Ma allora, senatore Olivero, che cosa bisogna aspettarsi? “C’è un radicale cambiamento nella concezione del welfare: prima si pensava solo all’assistenza, oggi abbiamo intrapreso un percorso che porta al cosiddetto patto sociale. Peraltro indispensabile nel momento in cui le risorse pubbliche si sono drasticamente ridotte. La legge sull’agricoltura sociale è una prima, sia pure parziale, risposta ai bisogni dei cittadini, soprattutto quelli più svantaggiati. Nel lungo iter devo sottolineare il ruolo propositivo e culturale svolto dall’Università della Tuscia per la creazione del modello di welfare rurale che ha dimostrato di funzionare in tutta Italia”. La conseguenze sono significative: “Le imprese di questo genere – sottolinea Olivero – sono caratterizzate da sostenibilità ecologica, economica e sociale, che sono i pilastri di una buona agricoltura. Non solo, ma queste aziende danno lavoro, riducono i costi sanitari che lo Stato sostiene per le persone malate, sono inclusive perché spesso sottraggono a nuove tentazioni chi in precedenza aveva avuto problemi con dipendenze di vario genere. Ed è auspicabile che si sviluppino ancora di più gli agriasili, gli agrinido, le strutture in cui sono impegnati gli anziani”.

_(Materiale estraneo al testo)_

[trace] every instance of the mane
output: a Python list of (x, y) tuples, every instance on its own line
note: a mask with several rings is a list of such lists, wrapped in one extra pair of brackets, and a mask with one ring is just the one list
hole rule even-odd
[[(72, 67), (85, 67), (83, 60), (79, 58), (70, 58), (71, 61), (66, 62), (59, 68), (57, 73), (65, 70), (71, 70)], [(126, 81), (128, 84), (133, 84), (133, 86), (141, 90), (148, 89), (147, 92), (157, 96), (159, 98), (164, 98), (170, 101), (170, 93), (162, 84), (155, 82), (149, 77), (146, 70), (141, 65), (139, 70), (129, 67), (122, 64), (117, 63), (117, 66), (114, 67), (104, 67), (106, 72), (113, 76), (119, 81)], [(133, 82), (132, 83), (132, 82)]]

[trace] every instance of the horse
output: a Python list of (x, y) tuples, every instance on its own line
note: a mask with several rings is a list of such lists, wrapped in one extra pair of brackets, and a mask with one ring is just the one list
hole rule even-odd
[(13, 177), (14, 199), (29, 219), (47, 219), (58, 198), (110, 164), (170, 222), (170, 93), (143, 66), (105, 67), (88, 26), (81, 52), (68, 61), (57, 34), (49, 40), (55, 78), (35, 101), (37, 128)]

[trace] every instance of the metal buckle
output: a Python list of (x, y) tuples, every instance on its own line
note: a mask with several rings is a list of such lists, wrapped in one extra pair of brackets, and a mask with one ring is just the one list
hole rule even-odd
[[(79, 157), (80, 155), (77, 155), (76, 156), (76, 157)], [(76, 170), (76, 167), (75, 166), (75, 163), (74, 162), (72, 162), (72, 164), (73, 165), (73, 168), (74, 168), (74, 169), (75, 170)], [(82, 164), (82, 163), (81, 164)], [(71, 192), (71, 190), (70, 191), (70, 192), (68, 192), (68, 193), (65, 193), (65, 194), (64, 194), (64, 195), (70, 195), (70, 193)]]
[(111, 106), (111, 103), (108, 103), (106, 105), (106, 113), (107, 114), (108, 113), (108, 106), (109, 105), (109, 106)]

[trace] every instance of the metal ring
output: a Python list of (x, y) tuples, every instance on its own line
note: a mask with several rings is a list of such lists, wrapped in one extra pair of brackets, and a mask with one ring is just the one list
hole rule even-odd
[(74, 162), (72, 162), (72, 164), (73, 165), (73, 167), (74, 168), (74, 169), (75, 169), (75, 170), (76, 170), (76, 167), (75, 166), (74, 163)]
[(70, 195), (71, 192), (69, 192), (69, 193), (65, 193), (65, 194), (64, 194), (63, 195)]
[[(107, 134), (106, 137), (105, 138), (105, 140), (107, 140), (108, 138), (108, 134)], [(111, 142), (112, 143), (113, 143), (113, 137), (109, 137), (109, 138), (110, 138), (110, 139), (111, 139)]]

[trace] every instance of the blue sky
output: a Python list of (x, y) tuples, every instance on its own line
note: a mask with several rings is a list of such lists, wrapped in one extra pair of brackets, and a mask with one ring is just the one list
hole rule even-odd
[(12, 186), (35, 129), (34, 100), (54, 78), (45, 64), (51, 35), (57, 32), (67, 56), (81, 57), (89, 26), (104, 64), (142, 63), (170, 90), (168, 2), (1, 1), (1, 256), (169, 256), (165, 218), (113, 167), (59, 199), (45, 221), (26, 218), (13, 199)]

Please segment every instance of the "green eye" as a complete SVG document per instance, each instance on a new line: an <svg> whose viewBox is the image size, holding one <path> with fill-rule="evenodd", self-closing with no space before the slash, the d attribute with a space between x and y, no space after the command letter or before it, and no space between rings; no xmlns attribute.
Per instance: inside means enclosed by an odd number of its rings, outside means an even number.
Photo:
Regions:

In apertura, il rettore Alessandro Ruggeri aveva sottolineato “la valenza scientifica coltivata da anni dall’ateneo viterbese in questo settore”, mentre il sindaco Leonardo Michelini (“ancora per poco” chiosa con un mezzo sorrisetto) aveva messo in evidenza che la Tuscia in agricoltura è la prima provincia del Lazio per occupazione e pil: “Da noi – rivendica con orgoglio – ci sono enogastronomia, paesaggio e cultura. Cioè le basi su cui si poggia lo sviluppo di un territorio”.